Thursday, December 21, 2006

Neglect of variation, analysis of variance, Part 2

My last article discussed the failure to consider variation in an experiment. I had no part in the project running that experiment. I will now discuss an experiment I conducted where I neglected to consider variation.

The experiment was to test the susceptibility of optical fibers to gamma radiation. I measured the attenuation (loss of optical transmittance) of the optical fibers as a function of radiation dose.

I ordered a spool of sample fiber from each manufacturer. I unspooled 20 meters of fiber. Snip, one specimen. I unspooled another 20 meters of fiber. Snip, a second specimen. I was now covered. Two specimens of each fiber. The data from the experiment at a given radiation dose looked like the sketch below.

But had I really allowed for variation? In retrospect, no. The two specimens were from the same spool. They were not independent samples. They would have identical raw materials and identical processing. From memory I recall that one of the parameters affecting radiation life of optical fibers is the hydroxyl concentration. But the two fibers from a specific manufacturer being of the same lot would have no variation in hydroxyl concentration.

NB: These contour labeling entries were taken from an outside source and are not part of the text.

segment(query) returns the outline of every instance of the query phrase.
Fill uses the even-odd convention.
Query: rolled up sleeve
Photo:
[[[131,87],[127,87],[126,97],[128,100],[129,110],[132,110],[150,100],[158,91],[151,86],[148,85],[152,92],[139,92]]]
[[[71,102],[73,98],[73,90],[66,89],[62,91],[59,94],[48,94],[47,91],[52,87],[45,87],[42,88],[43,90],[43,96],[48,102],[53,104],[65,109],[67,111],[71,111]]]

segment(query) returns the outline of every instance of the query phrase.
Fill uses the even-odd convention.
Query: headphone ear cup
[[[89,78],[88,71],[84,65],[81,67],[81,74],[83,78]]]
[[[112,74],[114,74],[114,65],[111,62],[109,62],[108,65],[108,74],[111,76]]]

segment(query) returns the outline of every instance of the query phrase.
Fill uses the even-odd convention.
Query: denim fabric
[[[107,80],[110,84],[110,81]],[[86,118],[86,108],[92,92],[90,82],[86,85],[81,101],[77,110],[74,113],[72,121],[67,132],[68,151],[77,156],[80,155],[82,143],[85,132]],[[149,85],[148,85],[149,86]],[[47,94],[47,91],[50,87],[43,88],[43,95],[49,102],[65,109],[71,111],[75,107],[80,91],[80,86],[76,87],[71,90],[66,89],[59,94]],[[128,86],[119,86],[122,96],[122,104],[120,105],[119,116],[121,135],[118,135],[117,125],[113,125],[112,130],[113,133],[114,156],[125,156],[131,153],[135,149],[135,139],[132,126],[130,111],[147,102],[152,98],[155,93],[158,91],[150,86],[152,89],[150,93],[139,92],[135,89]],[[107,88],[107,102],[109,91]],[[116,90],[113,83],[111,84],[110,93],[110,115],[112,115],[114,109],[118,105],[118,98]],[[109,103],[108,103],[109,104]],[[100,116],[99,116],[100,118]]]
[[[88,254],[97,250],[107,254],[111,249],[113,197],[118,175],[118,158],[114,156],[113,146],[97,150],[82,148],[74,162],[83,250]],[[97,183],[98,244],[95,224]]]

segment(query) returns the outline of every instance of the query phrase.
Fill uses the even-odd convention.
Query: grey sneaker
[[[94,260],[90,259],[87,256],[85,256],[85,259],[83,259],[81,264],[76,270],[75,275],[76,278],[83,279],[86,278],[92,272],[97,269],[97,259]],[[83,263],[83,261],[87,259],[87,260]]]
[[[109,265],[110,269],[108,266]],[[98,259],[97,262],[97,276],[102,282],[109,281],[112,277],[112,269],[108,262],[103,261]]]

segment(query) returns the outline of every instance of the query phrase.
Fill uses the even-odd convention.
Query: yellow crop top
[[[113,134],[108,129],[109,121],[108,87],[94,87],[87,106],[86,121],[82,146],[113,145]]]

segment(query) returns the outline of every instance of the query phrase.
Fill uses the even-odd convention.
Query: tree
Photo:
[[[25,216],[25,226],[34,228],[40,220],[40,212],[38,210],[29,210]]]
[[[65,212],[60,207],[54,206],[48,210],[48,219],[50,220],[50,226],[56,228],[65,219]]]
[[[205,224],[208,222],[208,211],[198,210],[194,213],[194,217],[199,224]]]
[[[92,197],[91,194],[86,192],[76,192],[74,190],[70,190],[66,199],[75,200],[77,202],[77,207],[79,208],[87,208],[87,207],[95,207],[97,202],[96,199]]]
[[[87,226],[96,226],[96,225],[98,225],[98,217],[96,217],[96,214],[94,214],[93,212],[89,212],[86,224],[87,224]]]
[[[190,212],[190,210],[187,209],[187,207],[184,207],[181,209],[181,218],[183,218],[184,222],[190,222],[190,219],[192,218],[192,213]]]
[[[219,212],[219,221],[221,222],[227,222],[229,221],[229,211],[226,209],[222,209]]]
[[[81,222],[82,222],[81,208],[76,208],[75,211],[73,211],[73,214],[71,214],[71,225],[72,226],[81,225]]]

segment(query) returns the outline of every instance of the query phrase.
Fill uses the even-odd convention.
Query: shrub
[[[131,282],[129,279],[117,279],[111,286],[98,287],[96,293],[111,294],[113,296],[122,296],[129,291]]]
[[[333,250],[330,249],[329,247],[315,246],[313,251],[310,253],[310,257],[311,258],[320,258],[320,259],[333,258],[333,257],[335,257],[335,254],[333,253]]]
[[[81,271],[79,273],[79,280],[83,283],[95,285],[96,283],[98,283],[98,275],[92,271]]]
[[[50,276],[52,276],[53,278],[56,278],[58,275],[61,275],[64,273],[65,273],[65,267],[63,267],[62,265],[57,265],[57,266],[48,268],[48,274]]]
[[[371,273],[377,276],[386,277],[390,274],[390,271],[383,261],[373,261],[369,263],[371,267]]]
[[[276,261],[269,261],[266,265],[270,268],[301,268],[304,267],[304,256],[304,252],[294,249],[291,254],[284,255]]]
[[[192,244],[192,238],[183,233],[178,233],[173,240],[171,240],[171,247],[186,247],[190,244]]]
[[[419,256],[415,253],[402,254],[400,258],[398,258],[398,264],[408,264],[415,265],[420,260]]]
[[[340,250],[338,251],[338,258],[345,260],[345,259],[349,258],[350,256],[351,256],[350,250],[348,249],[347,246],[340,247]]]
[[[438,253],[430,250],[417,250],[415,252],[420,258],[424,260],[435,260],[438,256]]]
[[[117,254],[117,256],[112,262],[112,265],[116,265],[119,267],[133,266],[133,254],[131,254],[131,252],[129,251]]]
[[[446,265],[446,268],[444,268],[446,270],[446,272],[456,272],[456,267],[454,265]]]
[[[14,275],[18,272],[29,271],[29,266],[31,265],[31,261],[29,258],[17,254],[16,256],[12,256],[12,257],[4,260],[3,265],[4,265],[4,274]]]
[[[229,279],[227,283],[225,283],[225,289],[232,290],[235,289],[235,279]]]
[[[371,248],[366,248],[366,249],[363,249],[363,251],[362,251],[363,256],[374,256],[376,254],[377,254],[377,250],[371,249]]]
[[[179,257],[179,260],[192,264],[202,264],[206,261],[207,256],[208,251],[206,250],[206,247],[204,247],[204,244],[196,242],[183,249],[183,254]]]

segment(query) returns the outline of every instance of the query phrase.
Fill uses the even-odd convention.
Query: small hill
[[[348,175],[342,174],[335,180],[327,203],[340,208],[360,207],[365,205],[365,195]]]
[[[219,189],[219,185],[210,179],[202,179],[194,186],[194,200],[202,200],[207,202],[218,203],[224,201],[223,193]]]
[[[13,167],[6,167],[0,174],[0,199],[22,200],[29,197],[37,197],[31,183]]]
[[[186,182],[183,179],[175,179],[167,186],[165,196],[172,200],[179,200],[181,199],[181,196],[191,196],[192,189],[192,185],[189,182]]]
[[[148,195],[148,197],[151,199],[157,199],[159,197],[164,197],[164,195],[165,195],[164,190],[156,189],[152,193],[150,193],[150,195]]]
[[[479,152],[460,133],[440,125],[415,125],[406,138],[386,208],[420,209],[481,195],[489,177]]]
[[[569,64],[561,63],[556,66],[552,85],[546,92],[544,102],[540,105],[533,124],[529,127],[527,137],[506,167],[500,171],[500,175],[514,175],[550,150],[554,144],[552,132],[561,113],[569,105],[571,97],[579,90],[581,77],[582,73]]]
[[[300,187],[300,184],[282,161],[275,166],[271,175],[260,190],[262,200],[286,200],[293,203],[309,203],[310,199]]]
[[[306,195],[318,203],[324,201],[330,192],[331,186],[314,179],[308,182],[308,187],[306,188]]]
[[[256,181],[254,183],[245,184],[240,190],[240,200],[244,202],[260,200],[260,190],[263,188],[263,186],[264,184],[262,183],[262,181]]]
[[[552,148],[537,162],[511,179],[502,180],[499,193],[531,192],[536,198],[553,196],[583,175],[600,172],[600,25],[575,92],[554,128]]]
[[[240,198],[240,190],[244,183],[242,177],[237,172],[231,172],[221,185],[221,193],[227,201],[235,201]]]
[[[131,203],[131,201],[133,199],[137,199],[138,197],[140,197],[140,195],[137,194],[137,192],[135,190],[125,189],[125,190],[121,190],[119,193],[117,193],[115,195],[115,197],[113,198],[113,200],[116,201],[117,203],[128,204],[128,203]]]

They should have been from different production lots separated in time. This would allow for variation in the lots of raw materials and variation in process parameters. Because my samples were not independent I could not really say conclusively whether the data from multiple lots would look like this:


Or perhaps this:


In the second case there is no statistically difference between the fibers.

It is not enough to have multiple specimens. You must also understand the reason for having multiple specimens. The point of multiple specimens is to try to capture and understand the true variability in what you are studying.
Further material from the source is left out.